European Commission projects expansion for UK

Currencies Direct February 14th 2017 - 2 minute read

The European Commission has projected an expansion of 1.5% for the UK after initially suggesting just a 1% growth, seemingly backing the pound for 2017. After initial fears of Brexit causing harm to growth in the UK, they have appeared to have back tracked and now state ‘growth has yet to be affected’. 2016 ended up being positive in terms of expansion, showing that the UK was the fastest growing G7 nation. But expectations have been kept at a steady 1.2% growth for 2018.

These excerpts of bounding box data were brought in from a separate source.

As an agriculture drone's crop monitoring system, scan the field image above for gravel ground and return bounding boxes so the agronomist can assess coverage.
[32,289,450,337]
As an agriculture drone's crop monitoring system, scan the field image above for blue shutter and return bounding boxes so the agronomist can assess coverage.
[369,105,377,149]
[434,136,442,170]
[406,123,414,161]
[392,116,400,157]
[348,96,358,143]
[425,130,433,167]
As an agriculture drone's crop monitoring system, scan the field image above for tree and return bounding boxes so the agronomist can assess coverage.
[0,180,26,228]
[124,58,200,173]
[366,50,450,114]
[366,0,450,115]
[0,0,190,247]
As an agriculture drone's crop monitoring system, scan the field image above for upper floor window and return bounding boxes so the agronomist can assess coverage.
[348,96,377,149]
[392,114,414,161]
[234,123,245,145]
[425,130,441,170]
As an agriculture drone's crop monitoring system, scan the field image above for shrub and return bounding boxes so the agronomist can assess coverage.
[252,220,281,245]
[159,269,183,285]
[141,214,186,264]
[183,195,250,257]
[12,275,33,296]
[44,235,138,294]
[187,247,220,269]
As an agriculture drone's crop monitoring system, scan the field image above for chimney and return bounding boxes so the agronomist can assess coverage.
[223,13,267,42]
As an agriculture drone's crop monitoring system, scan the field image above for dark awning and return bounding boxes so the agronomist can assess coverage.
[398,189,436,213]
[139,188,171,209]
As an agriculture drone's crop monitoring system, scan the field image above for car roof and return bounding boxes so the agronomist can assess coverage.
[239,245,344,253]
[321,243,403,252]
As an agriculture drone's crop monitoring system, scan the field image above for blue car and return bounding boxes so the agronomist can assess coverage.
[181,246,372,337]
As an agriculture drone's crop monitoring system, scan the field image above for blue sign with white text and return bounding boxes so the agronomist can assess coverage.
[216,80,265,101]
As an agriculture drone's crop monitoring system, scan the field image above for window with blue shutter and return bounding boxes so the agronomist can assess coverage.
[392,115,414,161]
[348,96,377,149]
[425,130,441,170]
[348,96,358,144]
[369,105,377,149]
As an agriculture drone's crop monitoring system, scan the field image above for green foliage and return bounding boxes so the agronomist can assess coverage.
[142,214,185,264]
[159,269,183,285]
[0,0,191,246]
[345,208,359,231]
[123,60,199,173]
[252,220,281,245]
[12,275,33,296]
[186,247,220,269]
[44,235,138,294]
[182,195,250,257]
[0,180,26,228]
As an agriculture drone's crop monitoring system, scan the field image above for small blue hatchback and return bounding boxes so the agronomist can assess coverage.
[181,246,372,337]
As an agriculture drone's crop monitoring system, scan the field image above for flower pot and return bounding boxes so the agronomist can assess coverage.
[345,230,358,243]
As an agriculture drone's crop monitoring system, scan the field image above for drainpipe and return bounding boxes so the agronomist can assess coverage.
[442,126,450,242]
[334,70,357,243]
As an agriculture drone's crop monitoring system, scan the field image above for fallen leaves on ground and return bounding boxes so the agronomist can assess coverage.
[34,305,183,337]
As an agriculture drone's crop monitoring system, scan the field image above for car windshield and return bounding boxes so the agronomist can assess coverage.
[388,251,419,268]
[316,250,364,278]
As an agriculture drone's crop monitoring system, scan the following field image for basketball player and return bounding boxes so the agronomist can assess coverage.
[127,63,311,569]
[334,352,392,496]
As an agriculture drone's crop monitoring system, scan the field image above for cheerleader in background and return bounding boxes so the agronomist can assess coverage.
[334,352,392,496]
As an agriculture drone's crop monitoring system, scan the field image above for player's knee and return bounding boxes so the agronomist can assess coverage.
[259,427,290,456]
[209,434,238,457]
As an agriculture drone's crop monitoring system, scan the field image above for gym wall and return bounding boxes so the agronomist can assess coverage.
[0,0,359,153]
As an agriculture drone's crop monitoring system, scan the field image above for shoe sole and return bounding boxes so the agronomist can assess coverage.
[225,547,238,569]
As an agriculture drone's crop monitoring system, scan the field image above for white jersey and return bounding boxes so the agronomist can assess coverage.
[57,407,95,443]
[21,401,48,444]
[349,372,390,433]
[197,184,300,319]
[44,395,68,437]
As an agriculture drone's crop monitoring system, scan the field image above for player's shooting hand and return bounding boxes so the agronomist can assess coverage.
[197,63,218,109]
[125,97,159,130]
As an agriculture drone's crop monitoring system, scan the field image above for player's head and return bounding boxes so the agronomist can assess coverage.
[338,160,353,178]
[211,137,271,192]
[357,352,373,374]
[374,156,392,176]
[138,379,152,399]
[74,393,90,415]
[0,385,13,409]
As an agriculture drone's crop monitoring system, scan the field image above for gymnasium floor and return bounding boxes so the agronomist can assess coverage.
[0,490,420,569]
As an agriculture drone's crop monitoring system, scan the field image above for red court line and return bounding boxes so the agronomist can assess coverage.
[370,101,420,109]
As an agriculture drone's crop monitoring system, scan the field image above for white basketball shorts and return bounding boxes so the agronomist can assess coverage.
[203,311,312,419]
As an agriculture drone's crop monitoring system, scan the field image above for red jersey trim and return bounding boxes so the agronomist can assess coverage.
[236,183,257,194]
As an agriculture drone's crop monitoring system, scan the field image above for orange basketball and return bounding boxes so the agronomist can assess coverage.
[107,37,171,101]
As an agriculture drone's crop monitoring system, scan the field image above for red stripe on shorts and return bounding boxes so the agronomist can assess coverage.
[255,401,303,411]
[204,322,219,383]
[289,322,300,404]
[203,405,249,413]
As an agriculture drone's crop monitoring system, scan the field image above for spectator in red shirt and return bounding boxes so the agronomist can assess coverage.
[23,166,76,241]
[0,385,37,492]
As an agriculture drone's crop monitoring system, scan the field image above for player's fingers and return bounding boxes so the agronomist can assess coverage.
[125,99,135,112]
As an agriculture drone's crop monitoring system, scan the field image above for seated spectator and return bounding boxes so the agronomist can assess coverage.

Key data out in the UK today, with Consumer Price Index expected to come in just shy of 2%, with previous figures moving to 1.6%. Consumers are slowly beginning to feel the force of inflation, which has slowly been on the rise since Q4 of 2016.
The Greek banking situation has made its way back into the press, as bailout issues arise again. The BoG Governor, Mr Stournaras has stated that Greece requires another urgent bailout. With the Greeks beating its fiscal target set by IMF officials, it would appear they could be in line for a quick fix, but would need to keep to the agreement set out previously.
Marine Le Pen likely to win first round of voting
In other news, Marine Le Pen is likely to win the first round of voting in France and she has not been shy in stating she wants France out of the EU, now commonly known as a potential ‘Frexit’. All eyes will be on the how the National Front party performs in the upcoming elections.
Focus on German GDP
Today the market will be focussing on German Gross Domestic Product (1.7% expected against 1.8% forecast) & Consumer Price Index (1.9% expected & forecast) plus Italian Gross Domestic Product (1% expected against 1% forecast) in the spotlight.
All eyes on Donald Trump
All eyes will be on Donald Trump over the next few weeks, after he stated he will be making a big announcement with regards to tax. The announcement had moved US indexes up suddenly, as investors await the breaking news. The end of the day sees Federal Reserve’s Janet Yellen speaking before a Senate Banking Panel, which could feed into market movements.